Hercules knows that the journey that he is on is one that is going to be hard, it's one that is going to be long, and it's going to be one that is going to require him to be strong to overcome. But the cost doesn't matter. He will go anywhere and do anything it takes to be where he belongs. What about us? The author of Hebrews tells us, "Therefore, since we are surrounded by so great a cloud of witnesses, let us also lay aside every weight, and sin which clings so closely, and let us run with endurance the race that is set before us, looking to Jesus, the founder and perfecter of our faith, who for the joy that was set before him endured the cross, despising the shame, and is seated at the right hand of the throne of God." The Church is far from perfect.
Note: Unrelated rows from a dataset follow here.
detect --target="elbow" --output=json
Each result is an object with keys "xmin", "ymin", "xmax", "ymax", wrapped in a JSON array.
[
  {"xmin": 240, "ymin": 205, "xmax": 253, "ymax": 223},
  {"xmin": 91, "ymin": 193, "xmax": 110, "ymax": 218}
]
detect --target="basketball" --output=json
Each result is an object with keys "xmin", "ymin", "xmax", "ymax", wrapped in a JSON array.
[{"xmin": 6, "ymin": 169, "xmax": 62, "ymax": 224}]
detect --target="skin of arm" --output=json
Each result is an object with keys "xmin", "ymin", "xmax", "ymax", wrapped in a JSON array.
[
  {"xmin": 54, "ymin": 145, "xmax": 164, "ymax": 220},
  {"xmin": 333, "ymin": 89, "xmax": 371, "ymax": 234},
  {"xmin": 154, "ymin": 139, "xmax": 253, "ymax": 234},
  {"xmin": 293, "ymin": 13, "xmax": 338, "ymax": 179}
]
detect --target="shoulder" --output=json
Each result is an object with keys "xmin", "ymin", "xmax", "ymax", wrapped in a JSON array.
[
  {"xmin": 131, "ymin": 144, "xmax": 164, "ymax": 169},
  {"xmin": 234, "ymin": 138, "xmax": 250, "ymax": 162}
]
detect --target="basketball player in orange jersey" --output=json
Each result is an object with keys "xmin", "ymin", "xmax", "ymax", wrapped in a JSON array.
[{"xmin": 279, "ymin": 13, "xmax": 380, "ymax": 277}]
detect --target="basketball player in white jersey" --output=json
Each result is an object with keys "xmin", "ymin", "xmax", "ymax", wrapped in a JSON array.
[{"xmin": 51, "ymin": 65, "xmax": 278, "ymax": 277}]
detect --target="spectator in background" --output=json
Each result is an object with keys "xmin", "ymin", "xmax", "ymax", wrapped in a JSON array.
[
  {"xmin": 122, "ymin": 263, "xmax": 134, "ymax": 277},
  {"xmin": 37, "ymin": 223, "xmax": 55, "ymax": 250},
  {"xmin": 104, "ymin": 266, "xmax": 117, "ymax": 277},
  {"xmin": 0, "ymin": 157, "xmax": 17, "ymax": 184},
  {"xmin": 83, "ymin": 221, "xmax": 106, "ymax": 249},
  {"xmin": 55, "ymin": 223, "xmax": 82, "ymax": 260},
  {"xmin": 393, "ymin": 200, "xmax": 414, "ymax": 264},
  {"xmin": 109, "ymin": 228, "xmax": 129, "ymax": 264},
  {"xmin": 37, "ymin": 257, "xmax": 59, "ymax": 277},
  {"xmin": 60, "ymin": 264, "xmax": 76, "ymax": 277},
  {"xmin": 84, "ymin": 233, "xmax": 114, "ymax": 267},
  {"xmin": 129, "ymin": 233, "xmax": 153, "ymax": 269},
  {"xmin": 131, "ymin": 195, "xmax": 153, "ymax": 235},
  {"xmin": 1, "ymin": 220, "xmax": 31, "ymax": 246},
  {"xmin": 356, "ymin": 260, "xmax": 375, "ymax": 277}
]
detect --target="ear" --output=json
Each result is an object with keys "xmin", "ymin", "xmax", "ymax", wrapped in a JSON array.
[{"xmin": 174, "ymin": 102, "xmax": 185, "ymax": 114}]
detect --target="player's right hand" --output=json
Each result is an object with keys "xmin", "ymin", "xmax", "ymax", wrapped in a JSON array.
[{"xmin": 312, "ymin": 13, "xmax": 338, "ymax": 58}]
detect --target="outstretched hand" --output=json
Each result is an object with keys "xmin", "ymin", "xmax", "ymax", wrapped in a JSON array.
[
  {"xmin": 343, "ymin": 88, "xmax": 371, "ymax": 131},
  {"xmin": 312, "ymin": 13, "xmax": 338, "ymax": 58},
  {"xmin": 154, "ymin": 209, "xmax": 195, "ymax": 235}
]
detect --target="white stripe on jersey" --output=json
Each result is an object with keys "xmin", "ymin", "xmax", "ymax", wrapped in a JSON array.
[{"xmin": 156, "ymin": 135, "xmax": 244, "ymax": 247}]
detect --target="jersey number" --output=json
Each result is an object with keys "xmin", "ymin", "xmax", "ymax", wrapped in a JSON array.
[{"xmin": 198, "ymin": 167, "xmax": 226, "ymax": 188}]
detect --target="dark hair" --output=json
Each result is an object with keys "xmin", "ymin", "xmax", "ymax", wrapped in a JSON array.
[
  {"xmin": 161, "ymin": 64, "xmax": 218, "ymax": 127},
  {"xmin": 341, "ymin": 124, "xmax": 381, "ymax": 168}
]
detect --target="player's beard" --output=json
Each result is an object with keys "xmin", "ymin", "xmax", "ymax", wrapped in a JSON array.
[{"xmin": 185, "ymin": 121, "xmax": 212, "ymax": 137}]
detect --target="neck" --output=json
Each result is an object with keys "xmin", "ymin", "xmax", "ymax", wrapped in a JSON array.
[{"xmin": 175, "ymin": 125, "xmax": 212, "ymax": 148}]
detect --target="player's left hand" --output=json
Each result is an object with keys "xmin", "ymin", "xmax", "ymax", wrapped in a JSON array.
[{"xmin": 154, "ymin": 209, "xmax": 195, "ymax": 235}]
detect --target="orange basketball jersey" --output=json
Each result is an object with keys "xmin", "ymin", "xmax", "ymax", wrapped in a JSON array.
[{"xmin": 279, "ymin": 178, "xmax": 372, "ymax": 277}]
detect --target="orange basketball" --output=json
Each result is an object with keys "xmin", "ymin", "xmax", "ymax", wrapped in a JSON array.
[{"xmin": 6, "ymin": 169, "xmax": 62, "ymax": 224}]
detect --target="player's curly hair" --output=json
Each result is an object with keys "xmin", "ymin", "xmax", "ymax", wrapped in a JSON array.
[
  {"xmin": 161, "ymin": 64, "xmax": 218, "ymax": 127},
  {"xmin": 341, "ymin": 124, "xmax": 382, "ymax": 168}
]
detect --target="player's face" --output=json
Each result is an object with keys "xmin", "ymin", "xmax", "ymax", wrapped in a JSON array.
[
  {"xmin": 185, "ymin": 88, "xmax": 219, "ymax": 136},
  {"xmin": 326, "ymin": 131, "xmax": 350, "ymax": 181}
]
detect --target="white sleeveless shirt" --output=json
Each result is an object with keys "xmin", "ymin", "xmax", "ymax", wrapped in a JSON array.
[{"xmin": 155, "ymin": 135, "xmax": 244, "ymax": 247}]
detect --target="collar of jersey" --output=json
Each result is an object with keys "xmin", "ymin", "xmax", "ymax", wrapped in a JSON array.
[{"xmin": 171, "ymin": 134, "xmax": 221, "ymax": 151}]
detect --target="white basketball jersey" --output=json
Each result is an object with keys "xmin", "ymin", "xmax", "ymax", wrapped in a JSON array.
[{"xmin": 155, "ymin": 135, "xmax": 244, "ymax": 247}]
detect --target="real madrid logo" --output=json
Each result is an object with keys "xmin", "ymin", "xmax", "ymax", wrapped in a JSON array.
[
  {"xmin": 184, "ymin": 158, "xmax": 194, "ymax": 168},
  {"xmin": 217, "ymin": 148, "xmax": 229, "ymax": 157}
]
There are days when I look at the Scriptures and see what we are meant to be, and then I look around at us and I despair. But, I know that every mile will be worth our while. The same Spirit that raised Christ from the dead indwells and empowers His people even today. Today, even today, we can Go the Distance. The New Heaven and the New Earth are there in the distance. God and Man dwelling in renewed connection and eternal community are calling. The angels will rejoice and sing for joy. The Lord will look upon us and say, "Well done good and faithful servant. Enter into the joy of your master." Let's go the distance.